Word has leaked that VMware Inc. plans to lay off as many as 900 employees this week, or about five percent of its global workforce, as part of an effort to trim operations. The move is reportedly timed to coincide with its third quarter earnings call on Tuesday, which will be closely watched by a market that is growing increasingly anxious over the recent decline in its trading performance.
The virtualization giant’s shares have lost roughly 40 percent of their value since its previous financial report in October, when underwhelming sales numbers led multiple analyst firms to downgrade their ratings on its stock. But the start of the fall traces back a few weeks earlier to the announcement of the merger between parent company EMC Corp. and Dell Inc. for $67 billion.
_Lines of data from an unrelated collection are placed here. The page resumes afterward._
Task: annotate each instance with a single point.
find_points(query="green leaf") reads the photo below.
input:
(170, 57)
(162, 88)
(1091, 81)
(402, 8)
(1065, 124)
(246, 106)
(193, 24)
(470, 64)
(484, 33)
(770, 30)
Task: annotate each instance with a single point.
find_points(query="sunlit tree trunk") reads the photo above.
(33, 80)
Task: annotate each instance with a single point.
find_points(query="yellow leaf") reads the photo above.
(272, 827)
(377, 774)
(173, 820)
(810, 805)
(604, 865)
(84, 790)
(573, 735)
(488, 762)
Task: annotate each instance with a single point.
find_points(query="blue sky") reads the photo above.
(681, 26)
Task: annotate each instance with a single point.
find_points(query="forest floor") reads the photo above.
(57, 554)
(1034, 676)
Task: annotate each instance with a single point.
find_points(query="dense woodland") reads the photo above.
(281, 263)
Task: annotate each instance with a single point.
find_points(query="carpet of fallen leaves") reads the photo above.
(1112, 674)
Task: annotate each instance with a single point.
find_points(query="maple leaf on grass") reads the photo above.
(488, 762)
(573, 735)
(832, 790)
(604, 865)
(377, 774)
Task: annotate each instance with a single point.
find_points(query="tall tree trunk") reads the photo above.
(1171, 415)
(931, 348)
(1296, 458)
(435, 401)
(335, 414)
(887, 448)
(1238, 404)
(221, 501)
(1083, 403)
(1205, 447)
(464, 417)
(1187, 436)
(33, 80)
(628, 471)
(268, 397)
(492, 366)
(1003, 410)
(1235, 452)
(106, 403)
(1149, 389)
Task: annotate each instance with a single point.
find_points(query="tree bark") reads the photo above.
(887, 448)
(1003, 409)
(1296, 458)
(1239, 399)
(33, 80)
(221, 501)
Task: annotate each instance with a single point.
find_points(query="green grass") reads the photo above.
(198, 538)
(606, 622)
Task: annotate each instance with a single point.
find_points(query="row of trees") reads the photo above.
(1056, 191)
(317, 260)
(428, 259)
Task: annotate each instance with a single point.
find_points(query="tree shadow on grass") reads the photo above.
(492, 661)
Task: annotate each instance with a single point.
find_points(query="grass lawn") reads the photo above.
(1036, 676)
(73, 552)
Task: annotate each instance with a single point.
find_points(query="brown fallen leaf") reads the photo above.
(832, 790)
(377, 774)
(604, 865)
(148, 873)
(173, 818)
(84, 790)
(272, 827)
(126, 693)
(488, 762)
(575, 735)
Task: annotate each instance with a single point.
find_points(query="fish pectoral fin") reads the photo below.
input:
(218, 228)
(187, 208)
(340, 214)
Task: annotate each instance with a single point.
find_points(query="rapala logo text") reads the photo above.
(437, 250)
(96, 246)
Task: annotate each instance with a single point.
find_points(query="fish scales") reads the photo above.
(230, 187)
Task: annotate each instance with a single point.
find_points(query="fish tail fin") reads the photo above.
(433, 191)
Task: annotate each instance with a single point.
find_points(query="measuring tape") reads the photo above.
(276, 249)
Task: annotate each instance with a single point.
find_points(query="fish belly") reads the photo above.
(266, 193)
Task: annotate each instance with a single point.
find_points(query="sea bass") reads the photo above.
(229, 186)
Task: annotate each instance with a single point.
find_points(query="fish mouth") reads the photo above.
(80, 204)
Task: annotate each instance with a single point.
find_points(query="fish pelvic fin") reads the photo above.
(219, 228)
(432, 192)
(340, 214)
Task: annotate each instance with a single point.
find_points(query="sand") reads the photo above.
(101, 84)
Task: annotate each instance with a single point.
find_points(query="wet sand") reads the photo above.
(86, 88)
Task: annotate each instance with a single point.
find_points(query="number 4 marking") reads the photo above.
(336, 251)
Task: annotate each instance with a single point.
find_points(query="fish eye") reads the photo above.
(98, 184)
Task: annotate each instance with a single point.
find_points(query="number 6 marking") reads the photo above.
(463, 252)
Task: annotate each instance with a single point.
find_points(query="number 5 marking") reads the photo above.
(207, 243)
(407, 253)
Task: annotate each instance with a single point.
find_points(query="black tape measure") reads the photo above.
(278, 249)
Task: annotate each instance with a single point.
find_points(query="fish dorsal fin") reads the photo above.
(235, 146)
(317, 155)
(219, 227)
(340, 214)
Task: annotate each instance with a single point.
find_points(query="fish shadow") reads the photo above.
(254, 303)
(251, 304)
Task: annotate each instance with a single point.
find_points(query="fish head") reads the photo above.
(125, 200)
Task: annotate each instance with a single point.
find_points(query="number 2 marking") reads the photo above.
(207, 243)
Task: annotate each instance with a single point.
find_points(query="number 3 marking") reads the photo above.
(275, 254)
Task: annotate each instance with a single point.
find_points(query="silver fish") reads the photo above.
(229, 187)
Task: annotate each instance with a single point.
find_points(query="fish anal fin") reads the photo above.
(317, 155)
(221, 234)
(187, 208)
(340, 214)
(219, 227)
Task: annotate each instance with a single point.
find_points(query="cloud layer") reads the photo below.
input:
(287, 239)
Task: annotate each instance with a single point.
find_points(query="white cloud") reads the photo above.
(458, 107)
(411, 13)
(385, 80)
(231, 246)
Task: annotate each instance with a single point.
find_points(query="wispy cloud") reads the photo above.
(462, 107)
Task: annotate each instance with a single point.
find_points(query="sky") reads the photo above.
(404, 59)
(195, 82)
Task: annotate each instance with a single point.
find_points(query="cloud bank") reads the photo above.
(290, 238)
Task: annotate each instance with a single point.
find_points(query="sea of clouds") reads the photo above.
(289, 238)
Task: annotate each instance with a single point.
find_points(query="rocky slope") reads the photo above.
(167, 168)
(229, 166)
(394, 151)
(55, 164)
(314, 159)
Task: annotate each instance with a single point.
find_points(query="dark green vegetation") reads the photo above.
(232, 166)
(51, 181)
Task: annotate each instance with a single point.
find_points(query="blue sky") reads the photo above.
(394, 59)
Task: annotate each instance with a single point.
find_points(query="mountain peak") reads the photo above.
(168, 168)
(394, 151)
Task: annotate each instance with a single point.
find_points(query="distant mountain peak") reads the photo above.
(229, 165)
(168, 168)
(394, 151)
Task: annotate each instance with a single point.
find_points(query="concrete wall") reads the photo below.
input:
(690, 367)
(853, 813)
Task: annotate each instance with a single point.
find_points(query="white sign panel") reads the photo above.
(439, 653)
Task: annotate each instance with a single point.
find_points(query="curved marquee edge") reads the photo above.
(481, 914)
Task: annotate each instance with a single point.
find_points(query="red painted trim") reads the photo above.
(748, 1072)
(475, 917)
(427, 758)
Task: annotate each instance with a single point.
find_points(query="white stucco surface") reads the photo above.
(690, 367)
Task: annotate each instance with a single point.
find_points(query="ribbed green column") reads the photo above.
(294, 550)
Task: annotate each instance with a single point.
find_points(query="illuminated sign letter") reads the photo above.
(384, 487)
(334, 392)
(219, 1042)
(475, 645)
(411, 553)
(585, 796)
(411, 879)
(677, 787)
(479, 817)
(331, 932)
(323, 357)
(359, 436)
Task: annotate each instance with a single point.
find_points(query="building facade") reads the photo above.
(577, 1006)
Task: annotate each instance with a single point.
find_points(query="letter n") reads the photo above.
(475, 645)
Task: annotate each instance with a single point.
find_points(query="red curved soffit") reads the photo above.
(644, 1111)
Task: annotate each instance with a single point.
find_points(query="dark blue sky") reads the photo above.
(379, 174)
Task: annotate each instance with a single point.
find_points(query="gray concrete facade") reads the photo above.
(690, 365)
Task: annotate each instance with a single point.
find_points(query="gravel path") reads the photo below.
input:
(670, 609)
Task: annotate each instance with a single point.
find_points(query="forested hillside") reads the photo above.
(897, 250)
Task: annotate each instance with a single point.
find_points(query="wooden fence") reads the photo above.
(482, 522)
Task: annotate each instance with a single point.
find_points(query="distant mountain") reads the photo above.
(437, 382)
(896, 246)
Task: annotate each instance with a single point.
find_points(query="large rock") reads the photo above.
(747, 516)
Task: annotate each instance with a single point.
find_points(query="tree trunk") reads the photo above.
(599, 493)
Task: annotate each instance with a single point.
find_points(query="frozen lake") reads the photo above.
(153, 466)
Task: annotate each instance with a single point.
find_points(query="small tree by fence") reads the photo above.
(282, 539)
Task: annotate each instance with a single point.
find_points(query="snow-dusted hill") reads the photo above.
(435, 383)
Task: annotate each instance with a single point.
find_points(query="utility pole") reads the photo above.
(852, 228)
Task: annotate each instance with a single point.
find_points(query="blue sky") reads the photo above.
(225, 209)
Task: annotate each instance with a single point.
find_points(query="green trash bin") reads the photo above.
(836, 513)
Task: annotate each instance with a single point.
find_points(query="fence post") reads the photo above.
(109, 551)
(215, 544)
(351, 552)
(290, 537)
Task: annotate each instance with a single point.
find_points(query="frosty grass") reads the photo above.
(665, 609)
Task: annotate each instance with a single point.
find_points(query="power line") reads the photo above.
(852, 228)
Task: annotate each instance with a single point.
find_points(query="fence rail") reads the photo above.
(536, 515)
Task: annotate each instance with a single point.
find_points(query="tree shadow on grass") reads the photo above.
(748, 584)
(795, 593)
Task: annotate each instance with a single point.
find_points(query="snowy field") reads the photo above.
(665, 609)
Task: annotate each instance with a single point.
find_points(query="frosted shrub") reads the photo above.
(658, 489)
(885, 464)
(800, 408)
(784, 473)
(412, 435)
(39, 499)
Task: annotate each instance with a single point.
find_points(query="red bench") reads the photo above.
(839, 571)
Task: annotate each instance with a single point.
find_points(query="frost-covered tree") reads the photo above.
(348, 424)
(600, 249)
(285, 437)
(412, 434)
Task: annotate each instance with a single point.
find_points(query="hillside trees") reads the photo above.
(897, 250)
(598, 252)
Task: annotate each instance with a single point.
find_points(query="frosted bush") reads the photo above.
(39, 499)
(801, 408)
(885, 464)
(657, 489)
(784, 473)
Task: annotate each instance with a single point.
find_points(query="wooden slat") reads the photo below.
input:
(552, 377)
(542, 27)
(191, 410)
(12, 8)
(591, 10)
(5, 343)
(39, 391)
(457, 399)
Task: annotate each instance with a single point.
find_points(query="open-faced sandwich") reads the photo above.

In a tacit acknowledgement of Wall Street’s concerns about the difficulty of effectively combining their massive workforces, both vendors embarked on major restructuring initiatives shortly after the news crossed the wire.
Michael Dell began shopping his firm’s software and professional services divisions to private buyers, while the storage giant put in the paperwork for a sweeping workforce reduction. If the new reports are accurate, the forthcoming cuts at VMware are set to bump the total layoff tally past the 1,100 mark. But there’s a reason to believe that the worst is still to come. EMC said in its filing that it expects to incur $250 million in termination costs, which means that thousands of additional employees will join their soon-to-be-axed colleagues from the virtualization giant on the job market by the time that the merger is complete.
The bulk of the layoffs will likely occur at the company’s core storage business, which is both the largest and slowest-growing part of its federation. That should provide some measure of comfort for the remaining employees at VMware and other fast-growing EMC units like converged infrastructure specialist VCE, where more than 250 workers were issued pink slips a few weeks ago.